Die beiden Schiffseigner, die ebenfalls an Bord waren, wurden als Geiseln genommen und gezwungen, das Schiff nach Afrika zu führen. Diese aber tricksten die Sklaven aus und brachten statt dessen das Schiff nordwärts in einen US-Hafen. Dort wurden die Sklaven des Mordes angeklagt und den Rädelsführern drohte die Todesstrafe. Aber Gegner der Sklaverei, darunter der Ex-Präsident John Quincy Adams, erreichten schließlich, daß die Sklaven nicht verurteilt, sondern freigesprochen wurden.

Befreiung der Tiere

Dieser Vergleich mag als weit hergeholt erscheinen. Tatsächlich entspricht er aber exakt dem Denken der Tierrechtler. Erinnern wir uns an das oben angesprochene Gleichheitsprinzip: Faktisch gleiche Interessen sollen auch moralisch gleich gewichtet werden. Dieses Prinzip kann auch historisch bzw. politisch buchstabiert werden: Rassismus (Diskriminierung aufgrund der Hautfarbe bzw. „Rasse“), Sexismus (Diskriminierung aufgrund des Geschlechts) und „Speziesismus“ (Diskriminierung aufgrund der Spezies) stellen gleichermaßen VERSTÖSSE gegen eben dieses Gleichheitsprinzip dar: Gleiche Interessen von Individuen werden weniger ernstgenommen, weil sie die „falsche“ Hautfarbe oder das „falsche“ Geschlecht haben oder weil sie der „falschen“ Spezies angehören.

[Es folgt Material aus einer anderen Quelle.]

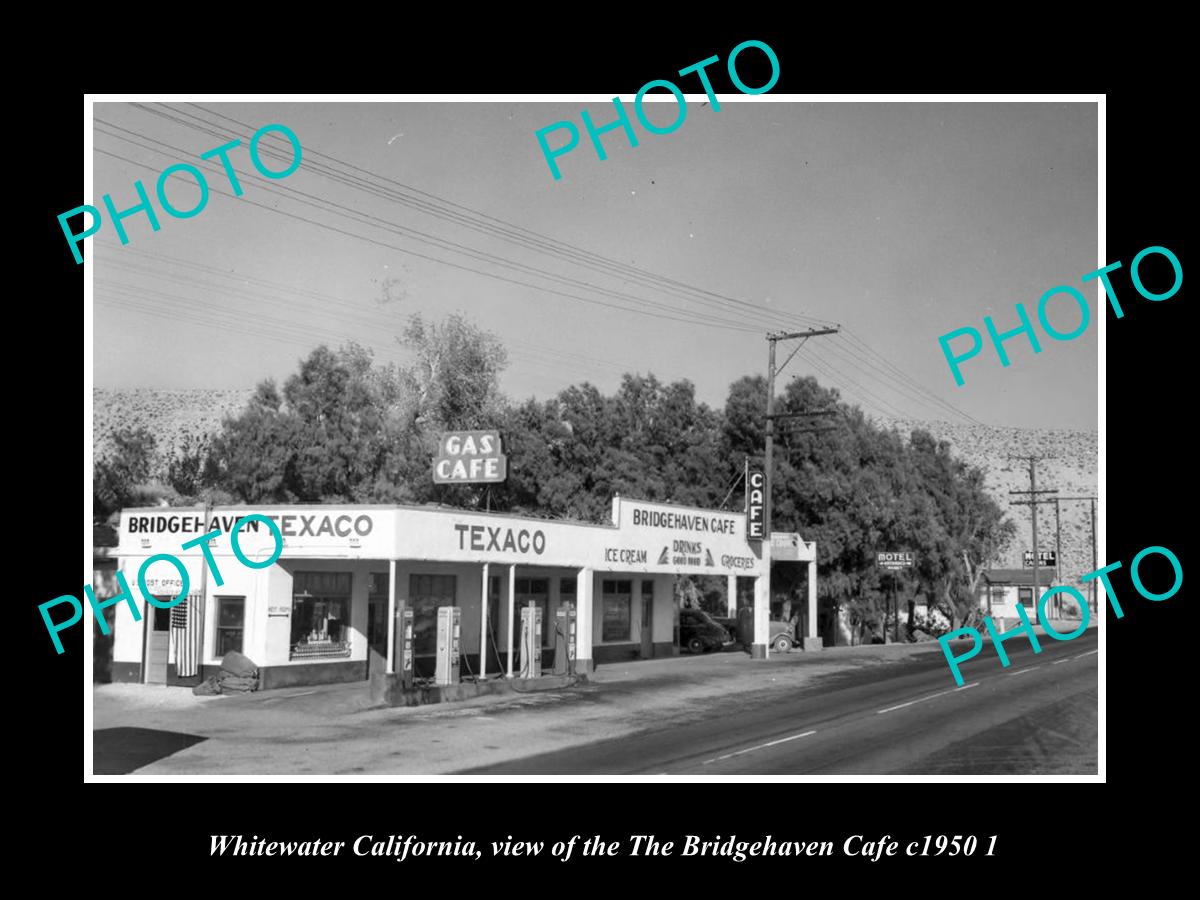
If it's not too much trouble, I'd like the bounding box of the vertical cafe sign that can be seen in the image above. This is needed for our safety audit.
[746,469,763,541]
[433,431,509,485]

Aus dieser Perspektive betrachtet, stellt sich die Tierrechtsbewegung als nichts anderes dar als die konsequente Fortsetzung anderer Befreiungsbewegungen – eben der Befreiung der Sklaven und der Emanzipation der Frauen. Immer ging bzw. geht es darum, moralische Diskriminierungen aufgrund moralisch belangloser Merkmale – Hautfarbe, Geschlecht, Spezies – zu erkennen und zu überwinden.

Dieser Ansatz erscheint exotisch und ist revolutionär – revolutionär in dem Sinne, daß seine politische Umsetzung immense gesellschaftliche Veränderungen nach sich zöge. Neu ist diese prinzipielle moralische Gleichsetzung von Rassismus, Sexismus und Speziesismus allerdings keineswegs. An den Universitäten in aller Welt wird dieses Konzept in den entsprechenden Disziplinen bzw. Bereichen (Philosophie, Ethik, Recht, Biologie, Bioethik) seit Jahrzehnten diskutiert und gewinnt zusehends an Boden.

Wie die teilweise geradezu groteske Schieflage der Berichterstattung über die „zehn österreichischen Tierschützer“ offenbarte (meist ging es um juristische Details der Polizei- und Gerichstätigkeit, fast nie um die zugrundeliegende politische Problematik), haben diese Gedanken die Universitäten bisher kaum verlassen. Aber die Tierrechtler handeln seit langem auf genau dieser Basis. Anstatt sie mit „Mafia-Paragraphen“ und dergleichen zu bekämpfen, sollte man sich endlich der überfälligen gesellschaftlichen Diskussion stellen.